At the end of this survey I find myself where I began: a man of mixed heritage – Indigenous, French and Jewish, Australian by formation, cosmopolitan by temperament – reading books about a country I sometimes call home and a people I know well but have never entirely understood. In them I found something that confirms what I have long believed: that culture is serious, that beauty is serious, that how to live is the most serious question of all. France has not answered that question. No country has. But France has refused, with a stubbornness that is at once its greatest virtue and its most persistent fault, to stop asking it. My uncle Raphaël taught me that. He learned it the hard way.
X. A Last Word from the Arrondissements
Pierre-Louis Colin’s guide to the women of Paris is, in the end, a love letter – eccentric, immodest, dated, and very French – to the city itself. Its premise is that beauty, encountered in the quotidian, in the street and the cafe and the garden, is not merely decorative but essential: essential to a city’s claim to be a city, essential to a culture’s claim to take life seriously, essential to a civilisation’s claim to have thought hard about what human life is for.
Whether Colin was right about which arrondissement offers the finest legs, I am not in a position to say.

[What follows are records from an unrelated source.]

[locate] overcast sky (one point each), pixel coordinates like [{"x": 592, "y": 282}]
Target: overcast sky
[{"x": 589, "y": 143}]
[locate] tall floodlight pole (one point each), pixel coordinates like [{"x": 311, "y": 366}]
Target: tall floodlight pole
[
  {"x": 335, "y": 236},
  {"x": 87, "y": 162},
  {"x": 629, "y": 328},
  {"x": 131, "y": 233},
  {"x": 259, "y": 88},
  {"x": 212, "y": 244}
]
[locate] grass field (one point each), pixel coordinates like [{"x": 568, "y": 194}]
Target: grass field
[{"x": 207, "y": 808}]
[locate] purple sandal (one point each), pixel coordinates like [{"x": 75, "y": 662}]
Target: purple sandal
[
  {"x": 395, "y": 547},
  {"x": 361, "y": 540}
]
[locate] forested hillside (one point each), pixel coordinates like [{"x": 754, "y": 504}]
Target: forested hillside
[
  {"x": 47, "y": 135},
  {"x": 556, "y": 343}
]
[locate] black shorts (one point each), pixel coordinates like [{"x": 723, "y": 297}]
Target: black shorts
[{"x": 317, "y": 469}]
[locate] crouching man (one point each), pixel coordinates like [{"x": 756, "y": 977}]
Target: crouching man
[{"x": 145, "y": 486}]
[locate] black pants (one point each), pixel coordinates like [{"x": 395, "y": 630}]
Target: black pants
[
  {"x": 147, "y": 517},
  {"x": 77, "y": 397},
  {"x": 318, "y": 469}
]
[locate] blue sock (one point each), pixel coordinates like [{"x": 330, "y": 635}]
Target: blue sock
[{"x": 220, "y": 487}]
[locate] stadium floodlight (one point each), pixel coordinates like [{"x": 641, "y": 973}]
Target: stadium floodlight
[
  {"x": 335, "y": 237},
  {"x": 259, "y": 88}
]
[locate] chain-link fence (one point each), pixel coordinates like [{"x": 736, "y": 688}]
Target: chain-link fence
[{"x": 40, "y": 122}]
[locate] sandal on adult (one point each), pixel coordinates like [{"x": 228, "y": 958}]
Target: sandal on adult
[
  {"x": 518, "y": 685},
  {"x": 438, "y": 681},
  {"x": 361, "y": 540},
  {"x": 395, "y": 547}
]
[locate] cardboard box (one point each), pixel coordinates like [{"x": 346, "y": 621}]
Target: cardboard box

My wife – who has read this essay in draft, and whose marginal annotations I will spare you – has made her views on the matter perfectly clear. But I note that she has not objected to any of the other nine sections, which suggests that the argument survives the removal of the empirical fieldwork. A French critic would no doubt insist that the fieldwork was the best part. He would probably be right. He would certainly be right that he was right.
France, for all its arrogance, its dogmatism, its historical sins, and its extraordinary capacity to irritate the world while simultaneously enchanting it, remains what it has always been: the country that insists, with the full weight of its history and its culture, that the good life is possible, and that it has some idea of what the good life looks like. It is this insistence, more than the food, more than the wine, more than even the women of any particular arrondissement, that explains the fascination – and that ensures the shelves will continue to groan with books about a people who refuse, with magnificent stubbornness, to be anything other than entirely, exasperatingly, irreducibly themselves.
Even my wife admits the food is extraordinary. We agree to disagree about everything else. It is, in its own small way, a very French arrangement. Raphael, I think, would have approved of her. He had very high standards for both the table and the argument. She meets both.